Dernier facteur ô combien important pour évaluer la situation : le calendrier. La période difficile citée plus haut correspondait à un enchaînement de rencontres ultra relevé, durant lequel bien des équipes auraient éprouvé les pires difficultés. Warriors, Cavs, Rockets, Thunder, ils étaient tous là, même plusieurs fois pour certains (OKC x 3, Houston x 2). De quoi prendre quelques bonnes roustes.
Le contexte est radicalement différent cette fois. La suite du programme regorge de matchs à domicile, et si quelques cadors sont bien évidemment à l’affiche, la fin de saison du Jazz est des plus abordables, avec nombre d’équipes pour lesquelles le mot “tanking” vient en tête dans la seconde qui suit la lecture du nom. La possibilité d’engranger les victoires est bien réelle et le Jazz peut envisager de finir la saison avec un bilan à même d’espérer une qualification.
Des concurrents sous la menace
Vous le savez probablement, la course aux playoffs dans la conférence Ouest est d’une sauvagerie sans nom, et cette année ne déroge pas à la règle. 10 équipes se battent pour 8 places, une soustraction d’une étonnante complexité vous indique donc que deux d’entre elles regarderont la postseason depuis leur canapé. À l’heure d’écrire ces lignes, les 5 équipes classées de la 6e à la 10e place se tiennent en deux victoires : Jazz, Clippers, Pelicans, Trail Blazers, Nuggets. Au regard de la forme actuelle et du calendrier à venir, les mormons ont clairement un coup à jouer.

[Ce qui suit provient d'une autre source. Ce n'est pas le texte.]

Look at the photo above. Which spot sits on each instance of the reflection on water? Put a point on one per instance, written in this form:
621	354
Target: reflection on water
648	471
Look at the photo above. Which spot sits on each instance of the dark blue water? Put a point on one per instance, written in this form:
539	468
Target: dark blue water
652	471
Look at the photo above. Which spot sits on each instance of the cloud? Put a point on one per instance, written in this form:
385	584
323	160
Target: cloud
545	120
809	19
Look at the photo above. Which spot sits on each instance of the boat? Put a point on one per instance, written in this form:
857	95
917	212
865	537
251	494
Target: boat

Malgré un Anthony Davis inhumain, les Pelicans sont affaiblis par la blessure de Demarcus Cousins et présentent un bilan de 4-5 depuis ce funeste événement. Le monosourcil se battra jusqu’au bout mais il n’est pas blasphématoire d’imaginer les Pelicans glisser en dehors du top 8 d’ici la fin de saison. Portland et LA ont un calendrier autrement plus compliqué que celui du Jazz et ne sont pas à l’abri d’un faux-pas qui ne pardonnera pas. Le retour de Paul Millsap laisse à penser que Denver ne faiblira pas, d’autant que leur dynamique actuelle est plutôt bonne, mais un coup de mou n’est jamais à exclure, bien que ce soit évidemment aussi valable pour le Jazz.
En regardant plus haut, seuls les Rockets et les Warriors sont intouchables. OKC n’a perdu que deux matchs de moins que Utah, Minnesota 3, et San Antonio 4. Même si personne n’imagine vraiment que l’une de ces trois équipes puisse rater les playoffs, la réalité comptable indique qu’elles ne disposent pas d’une marge de manœuvre énorme, d’autant qu’elles ont toutes perdu 6 de leurs 10 derniers matchs.

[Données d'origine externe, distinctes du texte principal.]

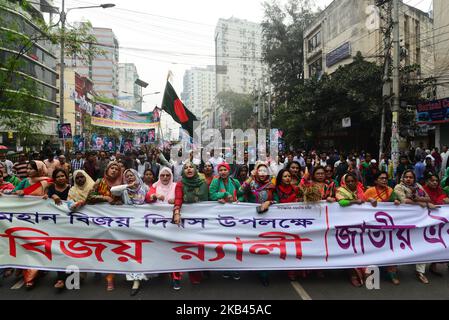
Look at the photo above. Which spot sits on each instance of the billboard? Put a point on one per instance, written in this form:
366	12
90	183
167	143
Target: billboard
65	131
109	116
433	112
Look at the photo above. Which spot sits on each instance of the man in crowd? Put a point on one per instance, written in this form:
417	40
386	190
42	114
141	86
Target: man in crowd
51	163
7	163
78	162
103	162
20	167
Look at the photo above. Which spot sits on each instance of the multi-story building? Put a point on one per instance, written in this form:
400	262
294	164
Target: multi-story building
344	28
238	54
37	64
441	32
130	96
77	100
199	92
103	69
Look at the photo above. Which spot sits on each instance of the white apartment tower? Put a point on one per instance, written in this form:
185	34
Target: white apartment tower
238	59
199	92
129	91
238	51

Utah est dans la position du chasseur, avec la meilleure dynamique de la ligue et pléthores de matchs abordables pour prolonger le plaisir. Même si l’attaque finira forcément par redevenir terrestre, la confiance emmagasinée et une défense impériale peuvent laisser entrevoir une fin de saison fulgurante. Désormais talonnées par les joueurs de Quin Snyder, les franchises occupant les dernières places du top 8 vont devoir resserrer le jeu pour éviter une cruelle désillusion, même si les vacances en avril ont aussi du bon (moins de monde sur les plages, promotions chez Pierre et vacances…). Quoi qu’il en soit, cela nous promet une fois de plus un sprint final haletant comme seule la conférence Ouest peut nous en offrir.